Reflections for the first nine weeks of 2019 have been prepared to assist those who are entering or already engaged in a process of discerning what is the will of God for their future ministry. The nature of that future ministry is not limited to what Paul described in these Epistles.
My intention is to provide a resource for all who love Jesus and seek to serve him. It is not restricted to those who hope to enter into holy orders.
Second Epistle of Paul to Timothy 1: 3-12 (NIV)
3 I thank God, whom I serve, as my ancestors did, with a clear conscience, as night and day I constantly remember you in my prayers. 4 Recalling your tears, I long to see you, so that I may be filled with joy. 5 I am reminded of your sincere faith, which first lived in your grandmother Lois and in your mother Eunice and, I am persuaded, now lives in you also.

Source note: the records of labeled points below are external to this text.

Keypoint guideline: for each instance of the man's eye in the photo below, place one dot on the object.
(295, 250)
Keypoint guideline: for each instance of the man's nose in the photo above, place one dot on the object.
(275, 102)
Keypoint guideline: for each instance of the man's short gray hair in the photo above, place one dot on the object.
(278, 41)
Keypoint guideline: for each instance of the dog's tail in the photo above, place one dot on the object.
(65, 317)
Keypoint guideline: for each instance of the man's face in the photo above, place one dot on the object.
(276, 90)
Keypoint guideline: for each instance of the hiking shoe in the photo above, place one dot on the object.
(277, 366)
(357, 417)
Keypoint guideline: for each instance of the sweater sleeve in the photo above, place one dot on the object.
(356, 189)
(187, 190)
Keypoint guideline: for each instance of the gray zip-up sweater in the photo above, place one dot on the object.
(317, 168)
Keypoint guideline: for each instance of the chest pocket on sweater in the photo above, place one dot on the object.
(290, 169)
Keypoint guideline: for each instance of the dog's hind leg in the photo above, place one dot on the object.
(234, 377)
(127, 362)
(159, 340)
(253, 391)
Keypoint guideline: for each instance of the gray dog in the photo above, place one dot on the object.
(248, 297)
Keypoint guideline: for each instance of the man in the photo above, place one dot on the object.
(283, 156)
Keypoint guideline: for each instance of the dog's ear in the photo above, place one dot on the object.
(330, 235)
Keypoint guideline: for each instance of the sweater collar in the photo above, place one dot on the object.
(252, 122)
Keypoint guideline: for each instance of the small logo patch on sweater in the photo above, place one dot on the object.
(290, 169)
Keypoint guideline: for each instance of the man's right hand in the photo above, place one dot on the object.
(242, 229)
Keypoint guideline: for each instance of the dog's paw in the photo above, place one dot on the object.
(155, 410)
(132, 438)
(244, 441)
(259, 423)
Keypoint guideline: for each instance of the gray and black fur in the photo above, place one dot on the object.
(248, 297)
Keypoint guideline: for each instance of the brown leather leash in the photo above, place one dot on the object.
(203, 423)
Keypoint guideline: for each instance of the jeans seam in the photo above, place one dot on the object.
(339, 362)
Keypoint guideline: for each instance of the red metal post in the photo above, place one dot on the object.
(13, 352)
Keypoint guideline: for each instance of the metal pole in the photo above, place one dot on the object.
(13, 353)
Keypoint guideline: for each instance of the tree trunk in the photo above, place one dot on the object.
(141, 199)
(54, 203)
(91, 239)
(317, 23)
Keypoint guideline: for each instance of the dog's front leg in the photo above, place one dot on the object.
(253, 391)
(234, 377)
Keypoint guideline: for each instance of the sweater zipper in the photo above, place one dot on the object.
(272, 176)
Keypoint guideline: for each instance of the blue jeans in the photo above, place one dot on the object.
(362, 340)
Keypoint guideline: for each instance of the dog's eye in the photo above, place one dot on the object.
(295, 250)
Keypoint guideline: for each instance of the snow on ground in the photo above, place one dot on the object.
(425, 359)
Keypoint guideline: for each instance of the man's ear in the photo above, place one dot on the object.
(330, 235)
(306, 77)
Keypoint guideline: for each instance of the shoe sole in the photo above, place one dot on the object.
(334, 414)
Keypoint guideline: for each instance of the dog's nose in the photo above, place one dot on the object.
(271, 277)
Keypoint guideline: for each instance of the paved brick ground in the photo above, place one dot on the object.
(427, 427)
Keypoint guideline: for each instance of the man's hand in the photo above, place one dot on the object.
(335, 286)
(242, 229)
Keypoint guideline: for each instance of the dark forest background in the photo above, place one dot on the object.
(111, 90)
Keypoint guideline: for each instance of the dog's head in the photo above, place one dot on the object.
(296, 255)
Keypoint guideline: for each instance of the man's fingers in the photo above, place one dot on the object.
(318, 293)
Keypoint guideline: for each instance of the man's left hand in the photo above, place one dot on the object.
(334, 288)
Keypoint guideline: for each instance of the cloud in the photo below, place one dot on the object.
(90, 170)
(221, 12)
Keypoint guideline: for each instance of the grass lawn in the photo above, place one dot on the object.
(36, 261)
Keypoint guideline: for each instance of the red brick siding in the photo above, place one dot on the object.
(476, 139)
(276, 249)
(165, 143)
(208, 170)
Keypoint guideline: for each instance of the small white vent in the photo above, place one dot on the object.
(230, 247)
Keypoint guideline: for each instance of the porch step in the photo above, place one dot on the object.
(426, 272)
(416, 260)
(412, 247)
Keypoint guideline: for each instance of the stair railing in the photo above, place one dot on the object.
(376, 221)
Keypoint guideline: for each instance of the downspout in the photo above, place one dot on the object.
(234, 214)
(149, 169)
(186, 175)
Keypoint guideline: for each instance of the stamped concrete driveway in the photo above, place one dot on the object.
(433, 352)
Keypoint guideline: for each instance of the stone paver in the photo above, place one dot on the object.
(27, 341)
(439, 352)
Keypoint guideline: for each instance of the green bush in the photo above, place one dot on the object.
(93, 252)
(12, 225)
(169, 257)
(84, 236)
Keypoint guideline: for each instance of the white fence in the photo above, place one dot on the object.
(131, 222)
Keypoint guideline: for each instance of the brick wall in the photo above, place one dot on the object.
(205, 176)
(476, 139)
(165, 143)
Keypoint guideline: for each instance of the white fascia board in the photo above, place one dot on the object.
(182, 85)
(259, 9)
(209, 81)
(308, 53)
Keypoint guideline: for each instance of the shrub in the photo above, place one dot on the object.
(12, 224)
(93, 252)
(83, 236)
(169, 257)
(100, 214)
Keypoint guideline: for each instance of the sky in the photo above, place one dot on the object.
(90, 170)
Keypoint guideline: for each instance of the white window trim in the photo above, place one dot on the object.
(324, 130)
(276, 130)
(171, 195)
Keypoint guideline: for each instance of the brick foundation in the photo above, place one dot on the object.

6 For this reason I remind you to fan into flame the gift of God, which is in you through the laying on of my hands. 7 For the Spirit God gave us does not make us timid, but gives us power, love and self-discipline. 8 So do not be ashamed of the testimony about our Lord or of me his prisoner. Rather, join with me in suffering for the gospel, by the power of God. 9 He has saved us and called us to a holy life – not because of anything we have done but because of his own purpose and grace. This grace was given us in Christ Jesus before the beginning of time, 10 but it has now been revealed through the appearing of our Saviour, Christ Jesus, who has destroyed death and has brought life and immortality to light through the gospel. 11 And of this gospel I was appointed a herald and an apostle and a teacher. 12 That is why I am suffering as I am. Yet this is no cause for shame, because I know whom I have believed, and am convinced that he is able to guard what I have entrusted to him until that day.
What is it to hear (or sense) and then to respond to the “call” of God?
There is a close relationship between salvation and vocation. Christians have been saved not only from a life of sin but also to a life of holiness (verse 9). God has called his people to a holy life because he himself is holy. His own purpose and his grace, given us in Christ Jesus before the beginning of time, are the key elements here. We bring into his presence nothing of worth except our willingness to surrender everything to him.
When Paul was called, he “was appointed a herald and an apostle and a teacher” (verse 11).
There are allusions in this passage to God’s call upon the life of Timothy (verses 5 and 6). When you or I receive and respond to the call of God, we may take courage from Paul’s encouragement to Timothy: “the Spirit God gave us does not make us timid, but gives us power, love and self-discipline” (verse 7). There is no reason, therefore, for shame in responding to his call (verses 8, 12b). God is able to guard what each of us has entrusted to him, our very selves, until the last day.